Wan asintió y volvió a presionarle.
—¿Y por qué, Tiny Jim?
Pausa.
—Te lo demostraré matemáticamente, Wan —dijo por fin el Difunto—. Los objetos de atracción sexual pueden definirse como de sexo femenino y comprendidos entre edades superiores en quince años a la tuya e inferiores en cinco. Estas cifras se adecúan a tu edad en cada momento de tu vida y son sólo aproximativas. Los objetos sexualmente atractivos pueden además caracterizarse por determinados rasgos visuales, olfativos, táctiles y auditivos, que pueden estimularte en orden inversamente proporcional a la posibilidad de accesibilidad. ¿Me sigues?
—Creo que no.
Pausa.
—Bueno, es suficiente de momento. Ahora presta atención. En base a estas cuatro características, algunas hembras te atraerán. Pero hasta el momento del contacto no percibirás otros rasgos que pueden repelerte, herirte o decepcionarte. Cinco de cada veintiocho sujetos estarán en plena menstruación; tres de cada veintisiete tendrán gonorrea; dos de cada noventa y cinco, sífilis; uno de cada diecisiete tendrá excesivo vello corporal o defectos de la piel u otras deformidades físicas ocultas por las ropas. Finalmente, dos de cada diecisiete se resistirán durante el coito, una de cada dieciséis desprenderá un olor desagradable, y tres de cada siete se defenderán de tal modo que disminuirá tu goce. Ésas son apreciaciones subjetivas cuantificadas en relación a tu perfil psicológico conocido. Acumuladas todas las fracciones, hay un riesgo de seis contra uno de que no obtengas de la violación el máximo de placer.

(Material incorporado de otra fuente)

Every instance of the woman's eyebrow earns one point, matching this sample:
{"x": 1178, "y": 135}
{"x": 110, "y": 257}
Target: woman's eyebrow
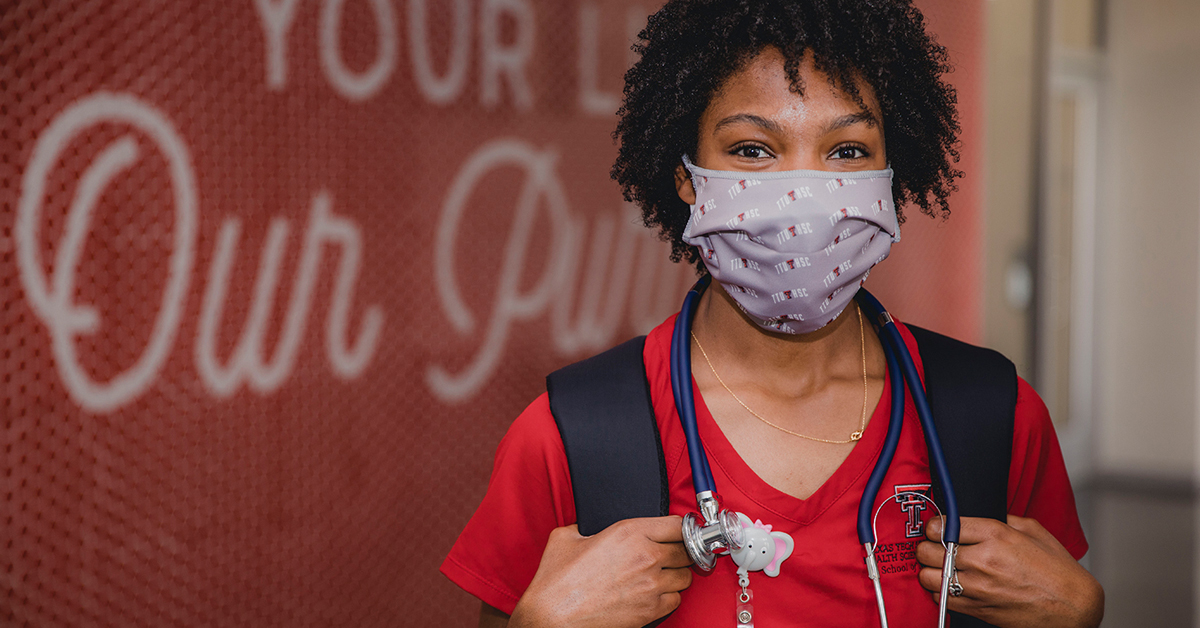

—Entonces, no debo copular sin hacer antes la corte, ¿no es eso?
—Exacto, muchacho. Sin contar con que, además, es contrario a la ley.
Wan calló pensativo durante un instante, y luego se acordó de preguntar:
—¿Es todo eso cierto, Tiny Jim?
Carcajada de regocijo.
—¡De veras que sí, chico! Cada palabra.
Wan puso la misma cara que los cara de rana.
—Pues no es demasiado excitante todo eso, Tiny Jim. La verdad, me has decepcionado.
—¿Y qué esperabas, chico? —dijo Tiny Jim de mal humor—. Me dijiste que no inventara historias. ¿Por qué tienes que ser siempre tan desagradable?
—Voy a prepararme para partir. No tengo mucho tiempo.
—¡Pues es lo único que tienes! —se rió Tiny Jim.
—Y tú, nada que decirme que yo quiera escuchar —dijo rudamente.
Los desconectó a todos y se fue a la nave enfadado. No se le ocurrió que había sido grosero con los únicos amigos que tenía en el universo. No se le había ocurrido jamás que los sentimientos de los Difuntos importaran algo.